I also like that people have different cultural references when it comes to fitness instructors. In my case, I think about the instructor back in Beijing. But here in Europe, most people might think about Jane Fonda, like an aerobics instructor on a shiny stage with lights. Two very different things. In this case, I can embody all of these roles and I don’t think that I’m the conductor of just radio callisthenics, but more of a hybrid role.

How did the performance in Copenhagen compare to your previous iterations?

The Copenhagen one was really nice. I think people really loved [the workout] because I had explained my work in detail beforehand. I think this is the ideal situation for me. Sometimes, people like to book me simply because it’s fun and every so often people just want me to be there and to perform. But people miss out on the context when they only hear the instructions. So that’s where I worry sometimes. 

You mentioned at the Tangle that you want to get more into performance art and we were wondering how your graphic design training can help inform this new practice? 

I think they’re super connected and I’m really happy that I studied graphic design instead of art, because I find design really powerful as a tool. For example, in Total Body Workout, graphic design is important because it’s about propaganda. It’s about visualising ideologies. So because I’m appropriating this propaganda, and the idealised body in propaganda images, I really need graphic design. I find it really powerful that I have this tool and skill set that I can use to convey my messages. 

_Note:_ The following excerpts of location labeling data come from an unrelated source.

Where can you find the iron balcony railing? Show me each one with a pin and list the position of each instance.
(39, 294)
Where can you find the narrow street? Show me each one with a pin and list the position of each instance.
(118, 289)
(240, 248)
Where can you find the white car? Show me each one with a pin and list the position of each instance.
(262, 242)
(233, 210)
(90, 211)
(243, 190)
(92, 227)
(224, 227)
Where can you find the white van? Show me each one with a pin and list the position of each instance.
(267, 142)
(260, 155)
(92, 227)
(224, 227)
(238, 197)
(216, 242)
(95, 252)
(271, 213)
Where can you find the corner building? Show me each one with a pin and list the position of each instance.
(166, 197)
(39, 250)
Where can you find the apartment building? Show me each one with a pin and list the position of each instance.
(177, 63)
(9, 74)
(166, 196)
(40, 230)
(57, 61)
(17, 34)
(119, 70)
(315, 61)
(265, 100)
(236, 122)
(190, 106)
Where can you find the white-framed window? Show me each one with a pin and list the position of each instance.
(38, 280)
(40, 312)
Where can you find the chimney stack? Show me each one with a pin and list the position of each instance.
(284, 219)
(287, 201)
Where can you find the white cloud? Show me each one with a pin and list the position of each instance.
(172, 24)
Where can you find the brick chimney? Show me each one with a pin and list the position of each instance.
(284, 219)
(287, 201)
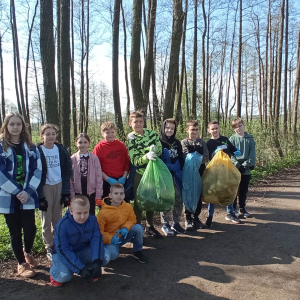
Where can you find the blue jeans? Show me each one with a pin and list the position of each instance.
(135, 235)
(60, 272)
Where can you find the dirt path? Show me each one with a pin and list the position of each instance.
(258, 259)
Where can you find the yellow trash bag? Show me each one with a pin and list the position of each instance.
(220, 180)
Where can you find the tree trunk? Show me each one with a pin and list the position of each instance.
(48, 60)
(125, 64)
(194, 92)
(174, 59)
(115, 70)
(239, 72)
(64, 76)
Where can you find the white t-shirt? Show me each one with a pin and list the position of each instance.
(53, 164)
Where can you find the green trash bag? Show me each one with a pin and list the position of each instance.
(156, 189)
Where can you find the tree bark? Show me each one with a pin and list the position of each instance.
(174, 59)
(48, 60)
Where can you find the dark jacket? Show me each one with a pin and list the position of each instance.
(71, 237)
(65, 167)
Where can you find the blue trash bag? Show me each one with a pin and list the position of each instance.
(191, 181)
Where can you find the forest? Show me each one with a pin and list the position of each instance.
(77, 63)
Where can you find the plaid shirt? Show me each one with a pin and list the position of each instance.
(9, 187)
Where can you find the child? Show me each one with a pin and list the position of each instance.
(139, 142)
(113, 157)
(245, 163)
(190, 145)
(20, 176)
(57, 187)
(117, 223)
(78, 245)
(87, 174)
(216, 141)
(175, 155)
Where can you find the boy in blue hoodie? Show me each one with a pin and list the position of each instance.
(78, 245)
(245, 163)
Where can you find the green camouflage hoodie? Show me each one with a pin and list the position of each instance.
(247, 146)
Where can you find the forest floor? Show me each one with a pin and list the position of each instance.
(257, 259)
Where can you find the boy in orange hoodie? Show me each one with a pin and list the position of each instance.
(117, 222)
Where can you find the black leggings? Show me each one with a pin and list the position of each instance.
(21, 219)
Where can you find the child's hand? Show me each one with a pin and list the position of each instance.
(123, 231)
(122, 180)
(111, 181)
(23, 197)
(115, 240)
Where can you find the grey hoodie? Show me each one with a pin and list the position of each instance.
(247, 146)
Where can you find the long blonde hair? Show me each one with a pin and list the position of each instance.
(25, 136)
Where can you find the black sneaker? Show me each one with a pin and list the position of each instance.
(177, 228)
(140, 256)
(198, 224)
(189, 225)
(232, 218)
(151, 231)
(209, 221)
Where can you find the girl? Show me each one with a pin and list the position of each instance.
(20, 176)
(58, 172)
(87, 179)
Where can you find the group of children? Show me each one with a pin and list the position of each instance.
(46, 177)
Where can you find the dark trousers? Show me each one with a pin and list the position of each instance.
(21, 219)
(242, 192)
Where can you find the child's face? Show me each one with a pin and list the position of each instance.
(117, 196)
(109, 135)
(193, 132)
(49, 136)
(137, 125)
(214, 130)
(82, 144)
(169, 129)
(14, 126)
(240, 129)
(80, 213)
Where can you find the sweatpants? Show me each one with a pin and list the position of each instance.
(21, 219)
(53, 214)
(242, 192)
(138, 212)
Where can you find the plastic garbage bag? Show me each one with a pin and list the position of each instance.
(220, 180)
(191, 181)
(156, 189)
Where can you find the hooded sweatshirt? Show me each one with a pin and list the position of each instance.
(112, 218)
(246, 144)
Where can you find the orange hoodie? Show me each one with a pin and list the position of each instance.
(112, 218)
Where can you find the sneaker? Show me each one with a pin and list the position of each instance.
(151, 231)
(140, 256)
(55, 283)
(177, 228)
(232, 218)
(198, 224)
(25, 270)
(167, 230)
(189, 225)
(209, 221)
(245, 213)
(30, 260)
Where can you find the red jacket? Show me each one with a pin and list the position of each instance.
(113, 158)
(94, 178)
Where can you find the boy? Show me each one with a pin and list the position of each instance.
(214, 144)
(174, 156)
(245, 163)
(189, 145)
(117, 222)
(138, 144)
(113, 157)
(78, 245)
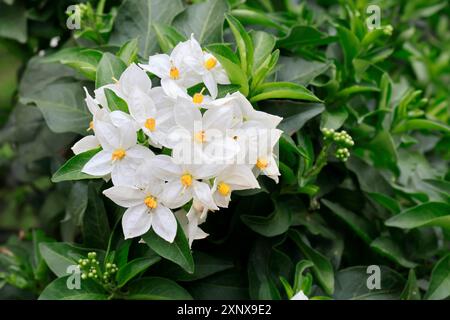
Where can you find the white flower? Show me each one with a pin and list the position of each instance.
(238, 177)
(145, 208)
(175, 75)
(202, 138)
(299, 296)
(133, 78)
(207, 66)
(189, 222)
(184, 182)
(120, 155)
(156, 122)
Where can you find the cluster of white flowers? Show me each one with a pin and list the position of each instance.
(209, 146)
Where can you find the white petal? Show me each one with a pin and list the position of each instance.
(158, 64)
(164, 223)
(299, 296)
(134, 78)
(210, 83)
(136, 221)
(140, 152)
(85, 144)
(188, 117)
(173, 88)
(175, 195)
(99, 165)
(203, 194)
(164, 168)
(107, 134)
(125, 196)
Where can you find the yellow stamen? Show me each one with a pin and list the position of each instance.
(210, 63)
(150, 124)
(223, 188)
(91, 126)
(198, 97)
(261, 163)
(151, 202)
(174, 73)
(118, 154)
(200, 136)
(186, 180)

Then the other way around; the approach of performing art also informs my graphic design. For example; I teamed up with a friend and we designed the campaign for the graduation show this year for my school KABK. We are both performers and we both like participatory processes, so we invited students to come to a drawing workshop and to contribute to the image making of the campaign by making a long centipede of drawings to make the character that embodies the campaign imagery. In this case we use graphics almost like a performance project, using the approach of a participatory performing workshop to inform the image making of the campaign, which is a graphic design commission.